OKIサーキットテクノロジー(OTC)は、真空環境下で稼働するロケットや人工衛星搭載機器向けに放熱性を強化した「銅コイン埋め込みフレックスリジット基板」を開発し、2025年8月に発売する。
OKIサーキットテクノロジー(OTC)は2025年7月28日、真空環境下で稼働するロケットや人工衛星搭載機器向けに放熱性を強化した「銅コイン埋め込みフレックスリジット基板」を開発し、同年8月に発売すると発表した。
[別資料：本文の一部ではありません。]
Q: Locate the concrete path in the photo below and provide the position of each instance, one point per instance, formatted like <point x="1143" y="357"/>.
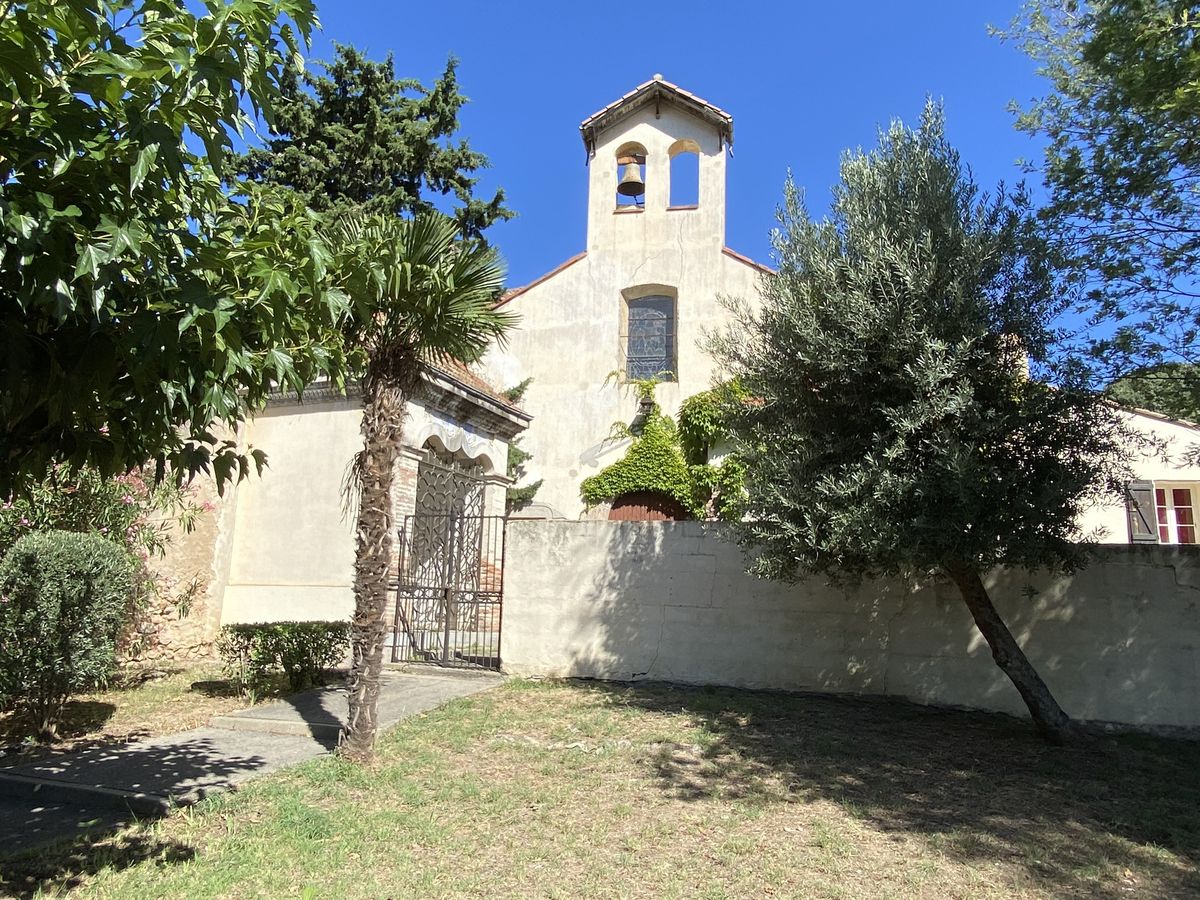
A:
<point x="57" y="798"/>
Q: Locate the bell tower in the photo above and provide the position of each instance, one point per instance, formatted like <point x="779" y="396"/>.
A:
<point x="655" y="171"/>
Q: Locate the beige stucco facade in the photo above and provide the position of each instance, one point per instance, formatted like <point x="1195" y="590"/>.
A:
<point x="570" y="337"/>
<point x="1167" y="460"/>
<point x="1117" y="641"/>
<point x="291" y="540"/>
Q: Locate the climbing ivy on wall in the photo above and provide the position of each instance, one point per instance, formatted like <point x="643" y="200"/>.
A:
<point x="653" y="462"/>
<point x="673" y="460"/>
<point x="703" y="420"/>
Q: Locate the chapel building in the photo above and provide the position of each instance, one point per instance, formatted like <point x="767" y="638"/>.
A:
<point x="636" y="303"/>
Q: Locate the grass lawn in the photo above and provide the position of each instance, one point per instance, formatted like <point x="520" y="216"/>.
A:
<point x="567" y="790"/>
<point x="138" y="705"/>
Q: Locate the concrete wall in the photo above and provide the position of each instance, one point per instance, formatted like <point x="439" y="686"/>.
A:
<point x="624" y="600"/>
<point x="181" y="622"/>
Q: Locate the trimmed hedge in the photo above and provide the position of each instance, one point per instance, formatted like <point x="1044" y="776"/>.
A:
<point x="303" y="651"/>
<point x="64" y="601"/>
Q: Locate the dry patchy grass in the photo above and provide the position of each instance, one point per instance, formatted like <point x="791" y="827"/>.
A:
<point x="567" y="790"/>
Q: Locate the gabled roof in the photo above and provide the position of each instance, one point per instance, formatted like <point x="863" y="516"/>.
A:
<point x="466" y="377"/>
<point x="517" y="292"/>
<point x="657" y="90"/>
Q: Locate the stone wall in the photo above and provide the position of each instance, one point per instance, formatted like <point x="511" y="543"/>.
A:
<point x="670" y="600"/>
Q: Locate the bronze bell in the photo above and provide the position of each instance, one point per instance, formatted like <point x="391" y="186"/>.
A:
<point x="631" y="184"/>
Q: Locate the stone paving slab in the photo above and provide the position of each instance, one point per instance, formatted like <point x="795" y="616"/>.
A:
<point x="55" y="798"/>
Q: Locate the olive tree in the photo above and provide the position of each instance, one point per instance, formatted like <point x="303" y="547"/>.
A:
<point x="892" y="426"/>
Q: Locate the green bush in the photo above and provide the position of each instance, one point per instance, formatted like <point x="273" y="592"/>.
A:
<point x="303" y="651"/>
<point x="64" y="599"/>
宇宙開発市場に向け展開し、2026年度に2000万円の売上高を目指す。
フレックスリジット基板は、絶縁性フィルムを材料としたフレキシブル基板(FPC)と高強度のリジット基板を組み合わせた構造で、折り曲げて搭載できるため、狭小スペースにも取り付けられる。基板間接続にコネクターが不要なため、省スペース化や軽量化、実装工数の削減にも貢献する。しかし、基板に搭載する電子部品は近年、高性能化に伴い発熱量が増加しており、対流による放熱ができない真空環境下での熱対策が求められている。
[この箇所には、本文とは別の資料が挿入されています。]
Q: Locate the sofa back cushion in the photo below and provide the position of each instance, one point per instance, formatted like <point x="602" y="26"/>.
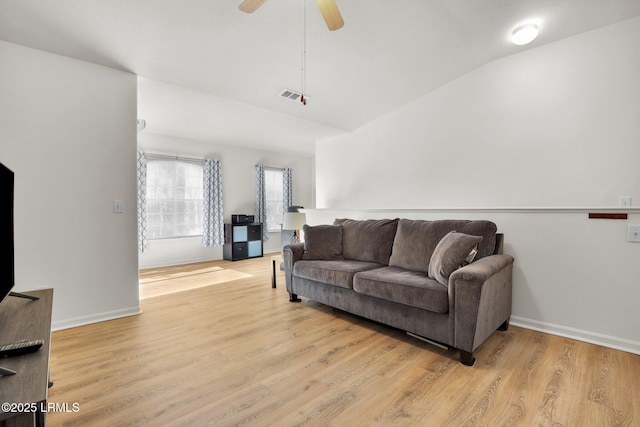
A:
<point x="322" y="242"/>
<point x="416" y="240"/>
<point x="367" y="240"/>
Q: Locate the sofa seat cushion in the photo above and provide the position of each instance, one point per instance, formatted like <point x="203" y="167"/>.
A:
<point x="336" y="273"/>
<point x="412" y="288"/>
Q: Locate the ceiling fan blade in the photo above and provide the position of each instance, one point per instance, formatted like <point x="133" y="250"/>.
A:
<point x="331" y="14"/>
<point x="250" y="6"/>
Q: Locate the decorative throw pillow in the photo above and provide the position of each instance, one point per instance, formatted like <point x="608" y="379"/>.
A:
<point x="450" y="253"/>
<point x="322" y="242"/>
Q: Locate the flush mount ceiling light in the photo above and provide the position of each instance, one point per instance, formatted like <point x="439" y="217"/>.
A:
<point x="524" y="34"/>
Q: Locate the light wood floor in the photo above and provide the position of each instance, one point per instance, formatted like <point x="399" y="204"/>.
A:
<point x="238" y="353"/>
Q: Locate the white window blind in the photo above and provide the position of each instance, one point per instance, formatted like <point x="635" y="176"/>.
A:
<point x="174" y="199"/>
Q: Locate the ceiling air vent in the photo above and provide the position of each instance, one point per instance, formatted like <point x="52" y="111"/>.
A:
<point x="291" y="95"/>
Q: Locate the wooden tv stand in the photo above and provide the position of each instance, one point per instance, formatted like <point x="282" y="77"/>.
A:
<point x="23" y="319"/>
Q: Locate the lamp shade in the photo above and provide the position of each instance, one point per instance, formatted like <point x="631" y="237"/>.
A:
<point x="294" y="220"/>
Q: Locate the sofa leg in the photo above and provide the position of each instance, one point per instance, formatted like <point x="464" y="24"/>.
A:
<point x="504" y="326"/>
<point x="466" y="358"/>
<point x="293" y="297"/>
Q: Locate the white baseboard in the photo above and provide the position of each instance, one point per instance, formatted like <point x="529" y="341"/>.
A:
<point x="578" y="334"/>
<point x="94" y="318"/>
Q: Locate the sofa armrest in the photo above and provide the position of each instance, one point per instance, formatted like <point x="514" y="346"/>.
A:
<point x="290" y="254"/>
<point x="480" y="299"/>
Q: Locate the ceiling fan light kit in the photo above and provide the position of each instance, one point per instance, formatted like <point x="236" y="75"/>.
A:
<point x="524" y="34"/>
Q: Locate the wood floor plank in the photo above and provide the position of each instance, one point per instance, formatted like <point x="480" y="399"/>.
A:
<point x="237" y="352"/>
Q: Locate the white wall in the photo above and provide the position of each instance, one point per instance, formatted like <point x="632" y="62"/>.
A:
<point x="553" y="127"/>
<point x="238" y="186"/>
<point x="68" y="131"/>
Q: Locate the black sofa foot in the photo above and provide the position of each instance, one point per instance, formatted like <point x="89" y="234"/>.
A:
<point x="466" y="358"/>
<point x="293" y="298"/>
<point x="504" y="326"/>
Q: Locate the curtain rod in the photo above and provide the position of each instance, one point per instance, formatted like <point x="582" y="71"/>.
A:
<point x="167" y="157"/>
<point x="272" y="168"/>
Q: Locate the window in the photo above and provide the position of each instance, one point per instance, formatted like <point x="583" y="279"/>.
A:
<point x="174" y="199"/>
<point x="274" y="195"/>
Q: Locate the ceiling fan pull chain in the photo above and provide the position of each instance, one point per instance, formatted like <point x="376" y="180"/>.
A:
<point x="304" y="50"/>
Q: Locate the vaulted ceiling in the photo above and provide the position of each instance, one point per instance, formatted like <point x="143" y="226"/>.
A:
<point x="213" y="73"/>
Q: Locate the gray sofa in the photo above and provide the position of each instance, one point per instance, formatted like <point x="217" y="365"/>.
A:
<point x="447" y="280"/>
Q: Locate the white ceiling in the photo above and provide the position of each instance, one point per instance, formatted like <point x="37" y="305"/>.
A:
<point x="210" y="72"/>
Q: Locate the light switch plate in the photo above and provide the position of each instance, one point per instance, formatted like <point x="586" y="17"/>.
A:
<point x="118" y="206"/>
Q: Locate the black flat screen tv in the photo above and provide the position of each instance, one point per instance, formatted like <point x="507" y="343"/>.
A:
<point x="7" y="275"/>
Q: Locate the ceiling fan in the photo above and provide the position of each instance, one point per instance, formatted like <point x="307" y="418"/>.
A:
<point x="328" y="8"/>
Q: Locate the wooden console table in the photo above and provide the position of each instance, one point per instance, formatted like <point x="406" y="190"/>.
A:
<point x="23" y="319"/>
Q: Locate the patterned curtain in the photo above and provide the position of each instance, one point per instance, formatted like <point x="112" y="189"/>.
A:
<point x="213" y="221"/>
<point x="287" y="188"/>
<point x="142" y="202"/>
<point x="261" y="201"/>
<point x="287" y="236"/>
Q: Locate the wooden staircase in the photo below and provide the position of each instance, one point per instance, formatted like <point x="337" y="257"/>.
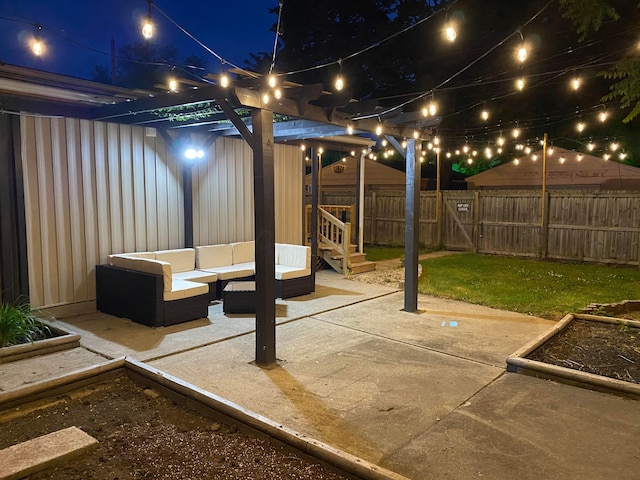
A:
<point x="334" y="241"/>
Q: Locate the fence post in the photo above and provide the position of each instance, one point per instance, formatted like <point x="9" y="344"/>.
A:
<point x="476" y="221"/>
<point x="544" y="233"/>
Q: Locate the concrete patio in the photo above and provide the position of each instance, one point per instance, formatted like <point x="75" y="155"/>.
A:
<point x="425" y="395"/>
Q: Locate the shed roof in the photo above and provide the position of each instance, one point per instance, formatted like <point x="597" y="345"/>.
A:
<point x="565" y="169"/>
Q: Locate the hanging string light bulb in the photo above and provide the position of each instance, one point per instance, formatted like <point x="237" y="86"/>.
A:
<point x="37" y="45"/>
<point x="522" y="53"/>
<point x="147" y="26"/>
<point x="339" y="84"/>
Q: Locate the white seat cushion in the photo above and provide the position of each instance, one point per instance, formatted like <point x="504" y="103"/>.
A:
<point x="284" y="272"/>
<point x="156" y="267"/>
<point x="196" y="276"/>
<point x="243" y="252"/>
<point x="234" y="271"/>
<point x="293" y="255"/>
<point x="185" y="289"/>
<point x="181" y="259"/>
<point x="210" y="256"/>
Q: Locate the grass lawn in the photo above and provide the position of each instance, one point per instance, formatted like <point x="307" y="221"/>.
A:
<point x="541" y="288"/>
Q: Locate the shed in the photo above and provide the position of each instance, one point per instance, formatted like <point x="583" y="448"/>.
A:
<point x="566" y="169"/>
<point x="343" y="175"/>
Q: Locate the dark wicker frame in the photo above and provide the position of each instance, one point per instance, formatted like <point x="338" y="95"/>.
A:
<point x="138" y="296"/>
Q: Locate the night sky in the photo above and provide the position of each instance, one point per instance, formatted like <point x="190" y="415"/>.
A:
<point x="232" y="29"/>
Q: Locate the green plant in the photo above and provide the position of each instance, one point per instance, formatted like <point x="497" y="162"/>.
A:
<point x="19" y="323"/>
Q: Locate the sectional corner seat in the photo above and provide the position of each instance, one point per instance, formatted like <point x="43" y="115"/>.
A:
<point x="172" y="286"/>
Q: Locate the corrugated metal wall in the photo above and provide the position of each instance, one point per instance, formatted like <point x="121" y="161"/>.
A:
<point x="223" y="194"/>
<point x="92" y="189"/>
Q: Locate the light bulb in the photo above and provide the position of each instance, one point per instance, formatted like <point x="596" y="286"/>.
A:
<point x="147" y="28"/>
<point x="37" y="47"/>
<point x="522" y="54"/>
<point x="575" y="83"/>
<point x="450" y="33"/>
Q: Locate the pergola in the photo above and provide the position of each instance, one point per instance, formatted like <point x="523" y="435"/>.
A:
<point x="303" y="112"/>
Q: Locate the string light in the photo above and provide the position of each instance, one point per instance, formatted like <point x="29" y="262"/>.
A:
<point x="147" y="26"/>
<point x="224" y="80"/>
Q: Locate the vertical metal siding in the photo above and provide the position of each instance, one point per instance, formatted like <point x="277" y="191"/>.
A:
<point x="92" y="189"/>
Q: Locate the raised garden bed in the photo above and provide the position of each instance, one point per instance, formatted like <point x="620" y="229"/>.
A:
<point x="152" y="425"/>
<point x="597" y="352"/>
<point x="59" y="339"/>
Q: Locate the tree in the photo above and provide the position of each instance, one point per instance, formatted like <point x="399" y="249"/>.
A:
<point x="587" y="19"/>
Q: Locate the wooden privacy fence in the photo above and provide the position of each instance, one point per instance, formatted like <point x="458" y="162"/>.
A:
<point x="589" y="226"/>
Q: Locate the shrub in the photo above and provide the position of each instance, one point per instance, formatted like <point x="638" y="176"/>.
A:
<point x="20" y="324"/>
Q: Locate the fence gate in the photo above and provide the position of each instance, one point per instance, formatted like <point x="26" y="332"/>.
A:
<point x="459" y="220"/>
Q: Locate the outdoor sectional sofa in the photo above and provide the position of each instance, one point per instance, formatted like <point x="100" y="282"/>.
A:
<point x="172" y="286"/>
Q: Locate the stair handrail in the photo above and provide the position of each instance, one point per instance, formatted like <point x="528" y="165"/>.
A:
<point x="336" y="234"/>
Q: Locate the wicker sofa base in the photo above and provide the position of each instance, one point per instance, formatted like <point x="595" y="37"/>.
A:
<point x="138" y="296"/>
<point x="294" y="287"/>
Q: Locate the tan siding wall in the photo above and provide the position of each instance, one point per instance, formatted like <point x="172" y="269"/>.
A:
<point x="91" y="190"/>
<point x="223" y="194"/>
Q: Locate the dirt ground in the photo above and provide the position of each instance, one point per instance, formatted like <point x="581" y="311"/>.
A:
<point x="145" y="436"/>
<point x="610" y="350"/>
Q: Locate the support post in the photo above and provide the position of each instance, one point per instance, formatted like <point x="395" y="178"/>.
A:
<point x="263" y="187"/>
<point x="187" y="194"/>
<point x="360" y="203"/>
<point x="14" y="281"/>
<point x="412" y="228"/>
<point x="314" y="213"/>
そこでOTCは、熱伝導率が高い銅コインをPCBのスルーホールに円柱状で挿入し、発熱する電子部品と接合することで基板の裏側へ放熱させる「銅コイン埋め込みPCB技術」を開発した。今回は、同技術をフレックスリジット基板に適用することで、真空環境下で高い放熱性を発揮する銅コイン埋め込みフレックスリジット基板の開発に漕ぎつけた。
同社は、宇宙機器向けPCBのノウハウを持ち、宇宙航空研究開発機構(JAXA)のPCB規格7付則全ての認定を取得している。PCBに関しては、さまざまな形状や大きさ、搭載場所により異なる要求スペック、小ロット生産にも柔軟に対応できる他、開発段階から試作、量産まで応じる。